Martin Shkreli Faces New Charges and Lifetime Ban from Pharma Industry

Published: 28 January 2020

Martin Shkreli 2016

Martin Shkreli being questioned in 2016 at a congressional hearing Credit: House Committee on Oversight and Government Reform [Public domain]

By Eli Moskowitz

A lawsuit released Monday seeks to permanently ban Martin Shkreli and associate Kevin Mulleady from the pharmaceutical industry for their role in 2015 in increasing the price of a life-saving drug by more than 4,000 percent.

The New York State Attorney General and the Federal Trade Commission filed the suit together, releasing a new set of allegations against Shkreli, who already is serving a seven-year sentence in federal prison for felony convictions related to defrauding investors in his drug firm. 

According to prosecutors, Shkreli, who was the CEO of Turing Pharmaceuticals, now Vyera Pharmaceuticals, acquired the rights to the drug Daraprim and executed a “multi-part scheme” to ensure that it could not be manufactured into less expensive generic alternatives. 

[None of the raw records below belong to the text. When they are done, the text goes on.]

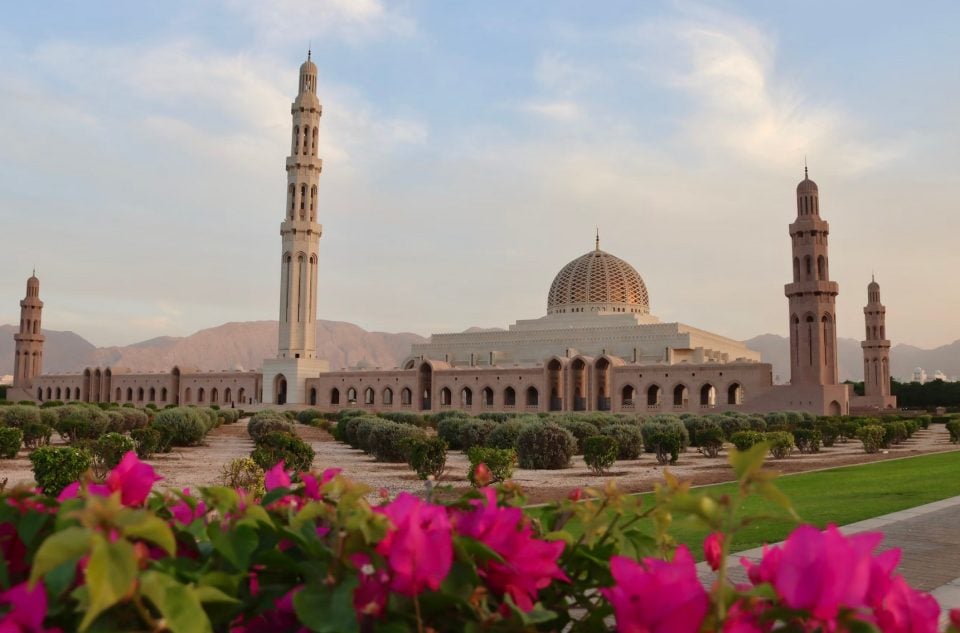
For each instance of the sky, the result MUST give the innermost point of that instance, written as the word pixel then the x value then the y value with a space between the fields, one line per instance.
pixel 470 150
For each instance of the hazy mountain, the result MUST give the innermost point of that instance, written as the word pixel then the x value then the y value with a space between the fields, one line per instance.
pixel 227 346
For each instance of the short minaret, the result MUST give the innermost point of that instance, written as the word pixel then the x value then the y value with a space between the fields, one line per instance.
pixel 812 300
pixel 28 354
pixel 876 351
pixel 300 235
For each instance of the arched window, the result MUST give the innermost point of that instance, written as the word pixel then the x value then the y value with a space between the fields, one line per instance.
pixel 735 394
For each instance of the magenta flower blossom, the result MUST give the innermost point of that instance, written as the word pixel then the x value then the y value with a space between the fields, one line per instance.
pixel 419 546
pixel 529 564
pixel 185 514
pixel 133 479
pixel 906 610
pixel 656 596
pixel 713 550
pixel 28 608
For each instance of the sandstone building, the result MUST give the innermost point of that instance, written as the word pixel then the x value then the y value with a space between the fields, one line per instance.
pixel 597 348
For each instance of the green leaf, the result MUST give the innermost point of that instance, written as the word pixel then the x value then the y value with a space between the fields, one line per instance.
pixel 61 547
pixel 151 528
pixel 236 545
pixel 111 576
pixel 327 610
pixel 179 604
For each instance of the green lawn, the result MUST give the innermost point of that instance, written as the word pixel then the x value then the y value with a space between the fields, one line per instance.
pixel 841 496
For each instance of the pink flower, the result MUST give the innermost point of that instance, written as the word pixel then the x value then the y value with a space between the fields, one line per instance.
pixel 906 610
pixel 133 479
pixel 184 513
pixel 529 564
pixel 28 608
pixel 371 595
pixel 713 550
pixel 657 596
pixel 419 547
pixel 276 477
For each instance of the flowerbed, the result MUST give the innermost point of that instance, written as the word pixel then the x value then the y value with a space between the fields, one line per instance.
pixel 312 554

Daraprim is used to treat the potentially fatal parasitic infection toxoplasmosis that HIV/AIDS, cancer patients, and organ transplants recipients not uncommonly suffer. 

The drug had been affordably priced for over 60 years until Shkreli’s pharmaceutical company acquired it and raised the price almost immediately,  according to the unsealed lawsuit. 

When asked at the 2015 Forbes Healthcare Summit in New York if he had any regrets about how the scandal had unfolded at the time, Shkreli responded, “I probably would have raised the price higher… I could have raised it higher and made more profits, which is my primary duty.”   

According to the lawsuit, Shkreli even in prison and as recently as last August, talked with executives at his company about pursuing ways to stave off competition. He instructed associates to screen every doctor to ensure that none of them sold more than one bottle at a time.  

This, he said, would prevent another company trying to develop a generic form of the drug from gaining access to it. Shkreli told executives that without a generic competitor, Daraprim represented a “$600 million asset… in perpetuity.”  

Shkreli’s high-profile lawyer is Benjamin Brafman, who has defended the likes of Michael Jackson, Dominique Strauss Kahn, former head of the International Monetary Fund, and movie mogul Harvey Weinstein.

“Mr. Shkreli looks forward to defeating this baseless and unprecedented attempt by the FTC to sue an individual for monopolizing a market,” Brafman said in a public statement.

“Patients who need Daraprim to survive have been denied the opportunity to purchase a lower-cost generic version, forcing them and other purchasers to pay tens of millions of dollars a year more for this life-saving medication.” The complaint says.  

On Vyera’s website, it is stated that the company funds a patient assistance program that applies to uninsured patients with incomes at or below 500 percent of the federal poverty level, but also notes that this program is subject to terms and conditions, and that the offer is subject to change or discontinuance without notice.